Maurizio Murelli – dichiarazioni 11.02.1985

– Ho iniziato la mia attivita’ politica nel 1969 alla sezione del Msi di via Giuriati di Milano. Nel settembre del 1972, iniziai a frequentare l’ ambiente di Piazza San Babila. Nell’ ottobre – novembre dello stesso anno venni espulso dal Msi, o meglio venni sospeso ed io mi considerai espulso. Quello di San Babila era un ambiente estremamente composito. Infatti, vi erano persone di AN, di ON, fuoriusciti dal Msi, malavitosi, spacciatori di stupefacenti, giovani borghesi impegnati politicamente a destra. Si trattava di un ambiente estremamente fluttuante, nel quale in pratica ogni giorno si parlava di un colpo di stato. All’ inizio del 1973, Esposti Giancarlo usci’ dal carcere di San Vittore, ove era ristretto per avere preso parte al Sam. Da quel momento cominciarono ad apparire a San Babila delle persone a mio giudizio strane, che lo venivano a cercare o che comparivano in sua compagnia.
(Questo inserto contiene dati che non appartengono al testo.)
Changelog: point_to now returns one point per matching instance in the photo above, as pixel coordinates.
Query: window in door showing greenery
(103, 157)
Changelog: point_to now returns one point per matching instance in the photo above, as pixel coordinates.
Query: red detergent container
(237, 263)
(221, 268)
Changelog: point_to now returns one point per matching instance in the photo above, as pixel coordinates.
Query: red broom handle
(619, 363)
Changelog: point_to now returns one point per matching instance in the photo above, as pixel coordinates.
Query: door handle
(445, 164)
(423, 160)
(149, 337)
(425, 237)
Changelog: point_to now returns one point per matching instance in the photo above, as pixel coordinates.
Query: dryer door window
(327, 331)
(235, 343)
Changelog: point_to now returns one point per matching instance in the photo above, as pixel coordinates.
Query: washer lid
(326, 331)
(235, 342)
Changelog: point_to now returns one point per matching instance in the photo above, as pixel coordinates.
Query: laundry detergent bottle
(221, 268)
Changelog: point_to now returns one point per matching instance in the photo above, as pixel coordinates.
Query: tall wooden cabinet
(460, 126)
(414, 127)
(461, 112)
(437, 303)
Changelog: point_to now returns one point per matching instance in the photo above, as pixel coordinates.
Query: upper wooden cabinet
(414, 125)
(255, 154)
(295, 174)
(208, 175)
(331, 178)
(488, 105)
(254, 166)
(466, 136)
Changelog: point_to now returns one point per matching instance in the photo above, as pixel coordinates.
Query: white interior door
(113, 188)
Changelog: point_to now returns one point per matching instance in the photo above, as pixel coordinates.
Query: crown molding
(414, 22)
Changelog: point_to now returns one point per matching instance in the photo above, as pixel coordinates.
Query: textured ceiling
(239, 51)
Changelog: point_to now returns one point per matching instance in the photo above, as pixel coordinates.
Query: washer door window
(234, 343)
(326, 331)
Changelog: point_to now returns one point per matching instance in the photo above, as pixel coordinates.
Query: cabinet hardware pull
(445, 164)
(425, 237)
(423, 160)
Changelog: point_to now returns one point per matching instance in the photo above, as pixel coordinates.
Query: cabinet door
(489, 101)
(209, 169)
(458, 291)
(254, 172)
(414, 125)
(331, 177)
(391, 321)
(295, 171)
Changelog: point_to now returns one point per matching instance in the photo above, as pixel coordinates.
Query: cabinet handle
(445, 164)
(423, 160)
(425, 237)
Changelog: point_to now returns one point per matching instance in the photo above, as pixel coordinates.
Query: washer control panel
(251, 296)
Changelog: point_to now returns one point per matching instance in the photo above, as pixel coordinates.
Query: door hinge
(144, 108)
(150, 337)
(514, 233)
Si trattava di persone di una certa disponibilità economica, accumunate da un generico atteggiamento vetero – fascista.

– in quel periodo frequentava San Babila anche il Bumbaca, persona che appariva piena di soldi e che mi era stata presentata da tale Sommacampagna Romeo, conosciuto come protettore. Mi pare di ricordare che i due siano stati in insieme. Con Esposti c’erano altresi’ tali Nardi Gianni, Antonio “lo svizzero” ed un tizio denominato “Coca Cola” .

–  ricordo che chiesi all’ Esposti se poteva procurarmi una pistola calibro 6,35 per la quale avrei potuto dare in cambio un gioiello che avevo acquistato a San Babila. L’ Esposti mi disse che avrebbe dovuta richiederla ad una persona di Trento della quale non ricordo il nome. Successivamente mi procurò l’ arma, che consegnai nell’ atto in cui mi costituii a Firenze il 16.04.73.

– Si diceva che l’ Esposti fosse un esperto subacqueo addestrato dai portoghesi e, sul suo conto, correvano due ipotesi: l’ una che collaborasse con i servizi segreti fu fatta dall’ allora deceduto Vivirito Salvatore; l’altra, non incompatibile con la prima… che l’ Esposti fosse un infiltrato di Delle Chiaie nel gruppo di Fumagalli.

– suppongo che Fumagalli e Delle Chiaie stessero portando avanti dei tentativi eversivo – golpisti fra loro concorrenziali, e che il Delle Chiaie cercasse di essere presente in tutte le situazioni che si andavano sviluppando. Risulta, anche dai giornali e dagli atti del processo per la strage di Brescia, come AN fosse presente in quella citta’ e dall’ interno del gruppo di Fumagalli.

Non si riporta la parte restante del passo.